I know, I know - I'm quite late with my Barefoot Bloggers entry for this month. I was so on the ball with my first one and then the holidays hit and time went out the window. But I finally got a chance to make this soup last night for a comforting New Year's Day dinner and it was a hit! I served it with Grilled Salmon BLT Wraps . I'm so glad I made it because originally I wasn't very excited about this recipe. It just sounded weird to me for some reason (bread in soup? won't that be soggy and gross? and is this tomato sauce or soup?). Despite my confusion, it is soup - and a very good one at that. The tomato and fresh basil is a combo that just can't be beat and my whole family loved the crunchy, salty topping for the soup. I did make a few changes.
1. I left out the fennel because no one in my family likes it, except my mom.
2. I only used one onion and found it to be plenty sufficient. Two would have been too much, well in my opinion.
3. I browned the diced pancetta in a small skillet on the stove first before throwing it in the oven. I hate eating chewy half-cooked pancetta so to ensure I got a crispy product I browned it up first, then tossed it with basil and bread and baked it.
I also have to say - I had to go to three grocery stores yesterday to find fresh basil! It was quite frustrating because there really is no substitute for fresh basil so I felt like I was on some kind of culinary mission. Anyway, this soup is definitely a keeper and will become a staple in my house! And as a bonus it just smells absolutely awesome while simmering away on the stove. Don't second guess this soup like I did - just make it. You will be glad you did! Enjoy!
Pappa Al Pomodoro
Ina Garten, Barefoot Contessa
1/2 cup good olive oil
2 cups chopped yellow onion (2 onions)
1 cup medium-diced carrots, unpeeled (3 carrots)
1 fennel bulb, trimmed, cored, and medium-diced (1 1/2 cups)
4 teaspoons minced garlic (4 cloves)
3 cups (1-inch) diced ciabatta cubes, crusts removed
2 (28-ounce) cans good Italian plum tomatoes
4 cups chicken stock, preferably homemade
1/2 cup dry red wine
1 cup chopped fresh basil leaves
Kosher salt and freshly ground black pepper
1/2 cup freshly grated Parmesan
For the topping:
3 cups (1-inch) diced ciabatta cubes
2 ounces thickly sliced pancetta, chopped
24 to 30 whole fresh basil leaves
3 tablespoons good olive oil, plus more for serving
Salt and pepper
Heat the oil in a large stockpot over medium heat. Add the onions, carrots, fennel, and garlic and cook over medium-low heat for 10 minutes, until tender. Add the ciabatta cubes and cook for 5 more minutes. Place the tomatoes in the bowl of a food processor fitted with the steel blade and process just until coarsely chopped. Add the tomatoes to the pot along with the chicken stock, red wine, basil, 1 tablespoon salt, and 1 1/2 teaspoons pepper. Bring the soup to a boil, lower the heat, and allow to simmer, partially covered, for 45 minutes.

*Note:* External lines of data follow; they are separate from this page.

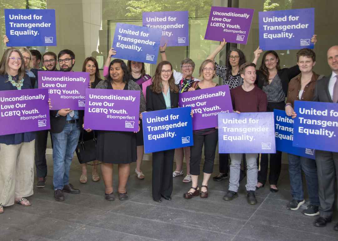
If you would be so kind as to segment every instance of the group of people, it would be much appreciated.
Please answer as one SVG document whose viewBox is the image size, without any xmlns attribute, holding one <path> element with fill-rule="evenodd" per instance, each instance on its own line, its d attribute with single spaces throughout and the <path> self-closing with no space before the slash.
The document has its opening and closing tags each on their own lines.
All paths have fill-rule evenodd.
<svg viewBox="0 0 338 241">
<path fill-rule="evenodd" d="M 9 39 L 5 36 L 5 42 Z M 317 41 L 314 35 L 311 41 Z M 108 53 L 103 69 L 104 79 L 101 79 L 96 60 L 87 58 L 82 71 L 89 72 L 90 88 L 140 91 L 140 130 L 137 133 L 83 129 L 83 111 L 65 108 L 50 111 L 51 129 L 0 136 L 0 213 L 3 207 L 15 203 L 30 205 L 26 197 L 33 194 L 33 161 L 38 178 L 37 187 L 45 186 L 47 169 L 45 157 L 47 140 L 50 132 L 53 146 L 53 185 L 54 197 L 58 201 L 65 200 L 64 192 L 80 192 L 69 182 L 69 171 L 73 153 L 79 139 L 97 138 L 96 160 L 93 166 L 92 179 L 97 181 L 100 177 L 97 164 L 101 163 L 101 172 L 105 187 L 104 197 L 113 201 L 115 195 L 113 186 L 114 164 L 118 164 L 119 184 L 117 191 L 120 200 L 126 200 L 128 195 L 126 186 L 130 173 L 130 164 L 136 162 L 135 174 L 140 179 L 145 178 L 141 163 L 144 153 L 142 131 L 142 113 L 178 107 L 179 93 L 212 88 L 218 84 L 213 81 L 217 76 L 227 84 L 234 110 L 243 112 L 273 111 L 274 109 L 285 110 L 292 118 L 296 118 L 293 110 L 295 100 L 337 103 L 338 101 L 338 46 L 330 48 L 327 52 L 327 61 L 332 71 L 329 77 L 323 77 L 315 73 L 315 52 L 309 49 L 299 50 L 296 54 L 297 64 L 290 68 L 280 68 L 280 59 L 274 51 L 263 54 L 260 66 L 256 70 L 257 61 L 263 51 L 254 52 L 252 62 L 247 62 L 243 52 L 238 49 L 228 53 L 226 65 L 216 62 L 216 56 L 225 46 L 225 40 L 208 57 L 199 67 L 198 78 L 192 76 L 195 68 L 191 59 L 186 58 L 180 63 L 180 72 L 173 69 L 166 57 L 166 45 L 160 48 L 162 61 L 152 77 L 146 74 L 143 63 L 128 60 L 127 64 L 120 59 L 111 58 L 116 54 L 114 49 Z M 72 71 L 75 63 L 75 55 L 65 49 L 57 56 L 46 52 L 42 56 L 36 50 L 25 48 L 19 50 L 9 48 L 5 51 L 0 62 L 0 90 L 15 90 L 37 87 L 39 64 L 42 61 L 46 71 Z M 59 70 L 57 70 L 56 62 Z M 19 86 L 19 87 L 18 87 Z M 51 103 L 52 104 L 52 103 Z M 193 113 L 191 113 L 192 116 Z M 81 136 L 80 136 L 81 135 Z M 207 198 L 208 184 L 212 173 L 218 141 L 217 127 L 194 131 L 194 145 L 191 146 L 167 150 L 152 153 L 152 191 L 154 201 L 162 198 L 170 200 L 173 190 L 173 178 L 183 176 L 184 157 L 187 173 L 184 182 L 192 183 L 191 187 L 183 194 L 190 199 L 199 196 Z M 198 177 L 204 146 L 204 163 L 201 185 L 198 186 Z M 35 153 L 35 156 L 34 156 Z M 314 225 L 325 226 L 331 221 L 335 201 L 334 183 L 338 172 L 338 153 L 316 151 L 315 161 L 305 157 L 288 154 L 289 168 L 292 198 L 286 208 L 296 210 L 304 203 L 301 170 L 304 172 L 310 203 L 303 212 L 305 215 L 319 215 Z M 216 181 L 227 178 L 229 160 L 229 185 L 223 197 L 230 201 L 238 196 L 240 180 L 246 176 L 246 187 L 248 203 L 257 202 L 255 191 L 264 186 L 267 180 L 269 158 L 267 154 L 244 153 L 220 154 L 219 173 L 213 178 Z M 281 172 L 282 153 L 277 151 L 270 155 L 269 183 L 271 192 L 278 191 L 277 187 Z M 176 168 L 173 171 L 174 158 Z M 258 162 L 260 161 L 259 171 Z M 243 161 L 243 170 L 241 164 Z M 85 164 L 82 165 L 81 183 L 87 180 Z M 245 170 L 246 170 L 246 173 Z M 338 231 L 338 223 L 334 227 Z"/>
</svg>

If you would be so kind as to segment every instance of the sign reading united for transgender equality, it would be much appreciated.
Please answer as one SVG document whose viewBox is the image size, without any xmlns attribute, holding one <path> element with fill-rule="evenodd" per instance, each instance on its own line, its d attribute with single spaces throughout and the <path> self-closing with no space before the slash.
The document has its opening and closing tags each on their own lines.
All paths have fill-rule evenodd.
<svg viewBox="0 0 338 241">
<path fill-rule="evenodd" d="M 50 129 L 48 99 L 48 89 L 0 91 L 0 135 Z"/>
<path fill-rule="evenodd" d="M 338 104 L 295 101 L 294 146 L 338 152 Z"/>
<path fill-rule="evenodd" d="M 191 111 L 185 107 L 142 113 L 145 152 L 193 145 Z"/>
<path fill-rule="evenodd" d="M 275 109 L 273 113 L 276 150 L 294 155 L 314 159 L 314 149 L 292 146 L 294 119 L 287 115 L 284 110 Z"/>
<path fill-rule="evenodd" d="M 180 93 L 178 105 L 190 106 L 194 111 L 193 129 L 200 130 L 217 126 L 219 113 L 233 112 L 228 85 Z"/>
<path fill-rule="evenodd" d="M 220 153 L 274 153 L 273 113 L 222 113 L 218 115 Z"/>
<path fill-rule="evenodd" d="M 204 39 L 246 44 L 254 9 L 211 7 Z"/>
<path fill-rule="evenodd" d="M 56 46 L 54 9 L 5 9 L 8 46 Z"/>
<path fill-rule="evenodd" d="M 161 46 L 189 45 L 188 11 L 143 12 L 142 16 L 143 26 L 161 30 Z"/>
<path fill-rule="evenodd" d="M 115 58 L 155 64 L 162 33 L 160 29 L 118 23 L 113 47 Z"/>
<path fill-rule="evenodd" d="M 260 12 L 259 46 L 264 50 L 313 49 L 315 9 Z"/>
<path fill-rule="evenodd" d="M 88 88 L 86 95 L 85 129 L 138 130 L 140 91 Z"/>
<path fill-rule="evenodd" d="M 48 88 L 52 110 L 70 108 L 84 109 L 86 89 L 89 73 L 87 72 L 39 71 L 39 88 Z"/>
</svg>

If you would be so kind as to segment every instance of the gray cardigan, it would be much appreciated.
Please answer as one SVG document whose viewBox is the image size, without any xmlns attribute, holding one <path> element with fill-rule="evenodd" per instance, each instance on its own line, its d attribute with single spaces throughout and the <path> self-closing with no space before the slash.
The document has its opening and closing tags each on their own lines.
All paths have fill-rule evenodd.
<svg viewBox="0 0 338 241">
<path fill-rule="evenodd" d="M 143 93 L 139 85 L 133 81 L 129 80 L 128 82 L 128 89 L 129 90 L 139 90 L 141 92 L 140 98 L 140 112 L 143 112 L 146 110 L 146 100 L 143 96 Z M 108 87 L 108 81 L 105 80 L 99 82 L 95 89 L 106 89 Z"/>
</svg>

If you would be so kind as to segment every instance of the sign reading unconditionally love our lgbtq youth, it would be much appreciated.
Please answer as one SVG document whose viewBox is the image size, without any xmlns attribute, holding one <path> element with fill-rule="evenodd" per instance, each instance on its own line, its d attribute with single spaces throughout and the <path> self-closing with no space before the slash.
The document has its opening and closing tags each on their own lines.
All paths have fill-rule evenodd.
<svg viewBox="0 0 338 241">
<path fill-rule="evenodd" d="M 263 50 L 313 49 L 315 9 L 260 12 L 259 46 Z"/>
<path fill-rule="evenodd" d="M 162 31 L 161 46 L 189 45 L 188 11 L 143 12 L 142 17 L 144 26 Z"/>
<path fill-rule="evenodd" d="M 146 153 L 194 145 L 190 107 L 142 113 Z"/>
<path fill-rule="evenodd" d="M 7 46 L 56 46 L 54 9 L 5 9 Z"/>
<path fill-rule="evenodd" d="M 113 47 L 115 58 L 156 64 L 162 32 L 160 29 L 118 23 Z"/>
<path fill-rule="evenodd" d="M 138 131 L 140 95 L 138 90 L 86 89 L 84 129 Z"/>
<path fill-rule="evenodd" d="M 227 85 L 180 93 L 178 105 L 191 107 L 194 111 L 194 130 L 216 127 L 218 124 L 217 114 L 233 112 Z"/>
<path fill-rule="evenodd" d="M 276 150 L 294 155 L 315 159 L 314 149 L 292 146 L 294 119 L 287 115 L 284 110 L 275 109 L 273 113 Z"/>
<path fill-rule="evenodd" d="M 0 135 L 50 129 L 48 90 L 0 91 Z"/>
<path fill-rule="evenodd" d="M 204 39 L 246 44 L 254 9 L 211 7 Z"/>
<path fill-rule="evenodd" d="M 338 152 L 338 104 L 295 101 L 294 146 Z"/>
<path fill-rule="evenodd" d="M 84 110 L 86 89 L 89 73 L 87 72 L 39 71 L 39 88 L 48 88 L 52 110 L 70 108 Z"/>
<path fill-rule="evenodd" d="M 275 153 L 273 113 L 218 115 L 220 153 Z"/>
</svg>

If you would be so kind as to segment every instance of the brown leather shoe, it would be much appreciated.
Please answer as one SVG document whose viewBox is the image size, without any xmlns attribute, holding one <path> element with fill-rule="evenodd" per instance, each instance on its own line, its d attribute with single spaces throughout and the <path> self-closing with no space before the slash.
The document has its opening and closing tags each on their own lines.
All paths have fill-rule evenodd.
<svg viewBox="0 0 338 241">
<path fill-rule="evenodd" d="M 199 197 L 201 198 L 206 198 L 208 197 L 208 186 L 202 185 L 201 187 L 205 187 L 207 188 L 207 191 L 205 192 L 201 191 L 199 192 Z"/>
<path fill-rule="evenodd" d="M 192 198 L 193 197 L 196 197 L 198 196 L 199 194 L 199 190 L 197 190 L 197 189 L 198 188 L 198 186 L 197 186 L 196 187 L 192 187 L 190 188 L 193 189 L 195 190 L 195 191 L 193 192 L 186 192 L 183 194 L 183 197 L 186 199 L 190 199 Z"/>
</svg>

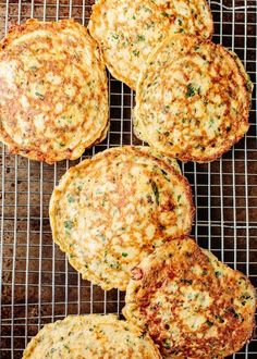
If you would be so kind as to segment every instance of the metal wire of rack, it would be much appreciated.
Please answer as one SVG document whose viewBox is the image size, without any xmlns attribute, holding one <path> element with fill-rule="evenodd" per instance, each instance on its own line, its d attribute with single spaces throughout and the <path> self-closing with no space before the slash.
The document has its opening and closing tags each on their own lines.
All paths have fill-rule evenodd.
<svg viewBox="0 0 257 359">
<path fill-rule="evenodd" d="M 0 35 L 29 17 L 74 17 L 87 24 L 93 0 L 0 0 Z M 234 50 L 252 81 L 257 77 L 256 0 L 210 1 L 216 42 Z M 134 95 L 109 75 L 111 128 L 83 158 L 113 146 L 138 144 L 133 136 Z M 250 129 L 222 159 L 182 164 L 195 193 L 194 235 L 200 246 L 246 273 L 257 286 L 257 89 Z M 21 358 L 45 323 L 75 313 L 120 313 L 124 294 L 83 281 L 52 243 L 48 203 L 53 186 L 77 161 L 52 166 L 10 156 L 1 148 L 0 358 Z M 234 358 L 257 358 L 257 339 Z"/>
</svg>

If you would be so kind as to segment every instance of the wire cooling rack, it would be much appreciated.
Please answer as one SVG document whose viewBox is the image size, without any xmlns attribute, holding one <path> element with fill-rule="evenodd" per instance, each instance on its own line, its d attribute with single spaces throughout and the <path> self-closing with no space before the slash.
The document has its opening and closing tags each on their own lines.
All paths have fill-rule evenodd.
<svg viewBox="0 0 257 359">
<path fill-rule="evenodd" d="M 87 24 L 93 0 L 0 0 L 0 35 L 29 17 L 74 17 Z M 257 3 L 210 1 L 216 42 L 236 51 L 256 84 Z M 132 134 L 133 92 L 109 76 L 111 128 L 91 156 L 113 146 L 138 144 Z M 256 87 L 250 129 L 222 159 L 182 165 L 195 193 L 194 234 L 200 246 L 247 274 L 257 286 Z M 83 281 L 52 243 L 48 203 L 53 186 L 74 162 L 47 165 L 1 148 L 0 358 L 21 358 L 45 323 L 76 313 L 120 313 L 124 294 Z M 234 358 L 257 358 L 254 339 Z"/>
</svg>

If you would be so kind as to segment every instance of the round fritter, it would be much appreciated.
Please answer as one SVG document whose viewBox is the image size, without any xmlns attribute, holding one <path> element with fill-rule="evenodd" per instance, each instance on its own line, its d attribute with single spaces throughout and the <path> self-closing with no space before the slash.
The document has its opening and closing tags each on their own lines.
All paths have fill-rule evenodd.
<svg viewBox="0 0 257 359">
<path fill-rule="evenodd" d="M 99 0 L 88 28 L 111 74 L 135 89 L 149 53 L 169 34 L 210 38 L 213 24 L 206 0 Z"/>
<path fill-rule="evenodd" d="M 107 75 L 97 44 L 72 20 L 29 20 L 0 42 L 0 140 L 53 163 L 106 136 Z"/>
<path fill-rule="evenodd" d="M 191 239 L 172 240 L 133 270 L 123 313 L 164 358 L 224 358 L 250 338 L 255 289 Z"/>
<path fill-rule="evenodd" d="M 252 90 L 234 53 L 196 36 L 170 36 L 140 75 L 135 133 L 182 161 L 212 161 L 247 132 Z"/>
<path fill-rule="evenodd" d="M 160 359 L 150 337 L 115 315 L 69 315 L 45 325 L 23 359 Z"/>
<path fill-rule="evenodd" d="M 188 182 L 149 148 L 106 150 L 70 169 L 50 201 L 52 236 L 83 278 L 124 290 L 133 267 L 188 234 Z"/>
</svg>

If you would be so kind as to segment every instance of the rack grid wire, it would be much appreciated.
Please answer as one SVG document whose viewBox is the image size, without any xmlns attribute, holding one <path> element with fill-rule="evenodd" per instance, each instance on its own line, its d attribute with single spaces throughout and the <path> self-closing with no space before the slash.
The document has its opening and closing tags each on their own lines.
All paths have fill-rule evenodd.
<svg viewBox="0 0 257 359">
<path fill-rule="evenodd" d="M 0 36 L 29 17 L 74 17 L 86 25 L 93 0 L 0 0 Z M 234 50 L 256 85 L 256 0 L 210 1 L 213 41 Z M 82 159 L 109 147 L 139 144 L 132 132 L 134 94 L 109 75 L 111 127 L 107 139 Z M 182 164 L 196 205 L 194 233 L 200 246 L 247 274 L 257 286 L 256 87 L 247 136 L 220 160 Z M 79 159 L 79 161 L 82 160 Z M 37 163 L 10 156 L 1 146 L 0 358 L 21 358 L 46 323 L 76 313 L 121 313 L 124 294 L 83 281 L 52 243 L 48 203 L 53 186 L 71 165 Z M 233 358 L 257 358 L 257 339 Z"/>
</svg>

Meanwhile, preheat the oven to 375 degrees F.
For the topping, place the ciabatta cubes, pancetta, and basil on a sheet pan large enough to hold them in a single layer. Drizzle with olive oil, sprinkle with salt and pepper, and toss well. Cook, stirring occasionally, for 20 to 25 minutes, until all the ingredients are crisp. The basil leaves will turn dark and crisp, which is perfectly fine. Reheat the soup, if necessary, beat with a wire whisk until the bread is broken up. Stir in the Parmesan and taste for seasoning. Serve hot sprinkled with the topping and drizzled with additional olive oil.
Salmon BLT Wraps
Stone Ground Dijon Mustard mixed with honey and lemon juice to taste
As you can see there's really not much of a recipe here, just a concept. Put as much or as little of each ingredient that you want to in your wrap. Spread your homemade honeymustard spread on your wrap, stack and enjoy. This is one of my favorite sandwiches.